You’ve always been a big believer in training people- how do you balance go-to market priorities with training new employees?


I've always looked at hiring folks who may not have direct experience in our field, but who have an interest in joining. That may mean recent graduates from college or someone with ten years of experience who has never worked in our space. Hiring people who will require training means that the runway is longer for that person to succeed. Of course, if we’re in a hurry and trying to fill a gap in the structure, then we don't have the luxury of that longer runway. We can't always wait for someone to take off. Nevertheless, we do our best to set everyone up for success.

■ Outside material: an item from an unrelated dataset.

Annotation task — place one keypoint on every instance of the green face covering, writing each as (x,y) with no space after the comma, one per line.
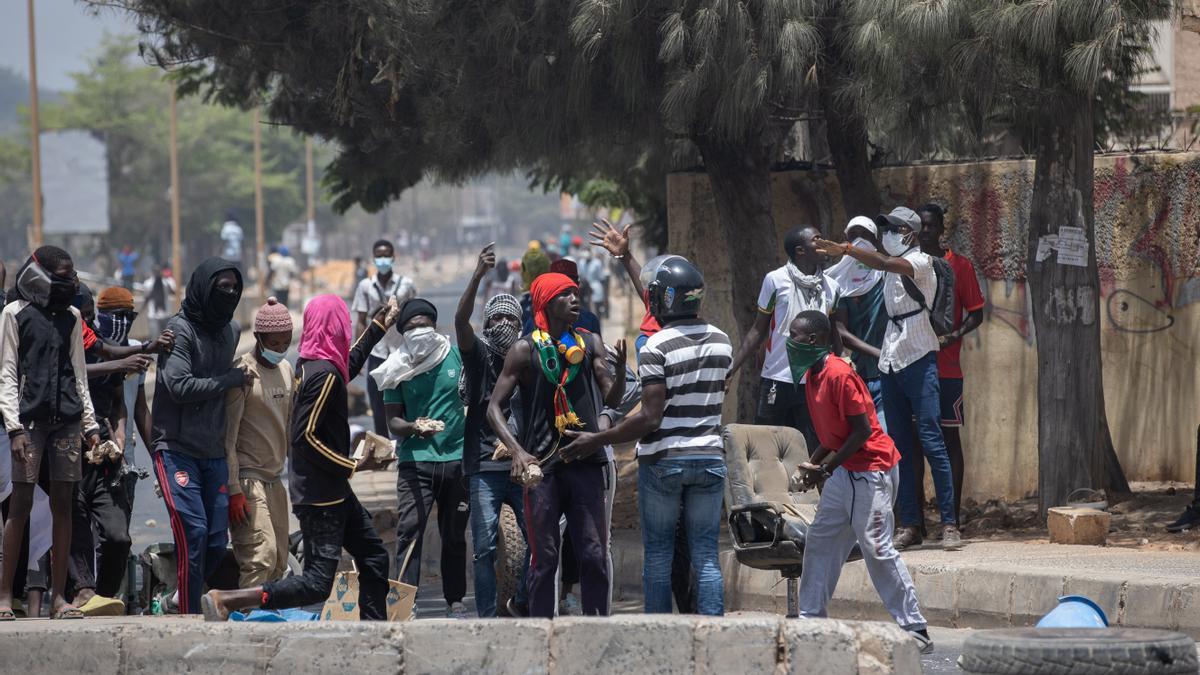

I’ve always selected people who have shown a high degree of entrepreneurship and hunger. When it comes to hiring new grads, it is just good to see the energy that young people bring to the office. The “leftfield” thinking that they bring to the table is just amazing. Some of us graduated from college twenty years or more back and, when we try to understand a digital learning product that is used in schools today, we don’t have the intimate experience with it that they do. I just got off a call with a client and a colleague who just graduated from NYU. She had incredible insights on how a learning product needed to be delivered in order to be accessible and easy to understand. She pointed out aspects of it that the customer hadn't even thought of. Young people have experience with the products we build because they’ve lived with them, grown up with them. She was able to lead and influence our conversation; it made me really proud.

"Our alumni are a huge strength of ours."

What are some of your proudest achievements with your team?


I always ask candidates, “Tell me where you’re coming from and tell me where you want to go. And I'll tell you whether Magic can help you in that journey.” That growth they seek out can be growth within Magic, within education, or otherwise. Some of my proudest moments with my team are when they leave Magic and get a bigger, better, brighter job somewhere else. That means that they found value here and were pulled by someone else into a higher position, a higher level. In your career, if Magic is able to make that difference to you, then that’s a great thing. Our alumni are a huge strength of ours. In fact, a lot of people who have left us have also come back to us again. When they come back, it always feels like a homecoming.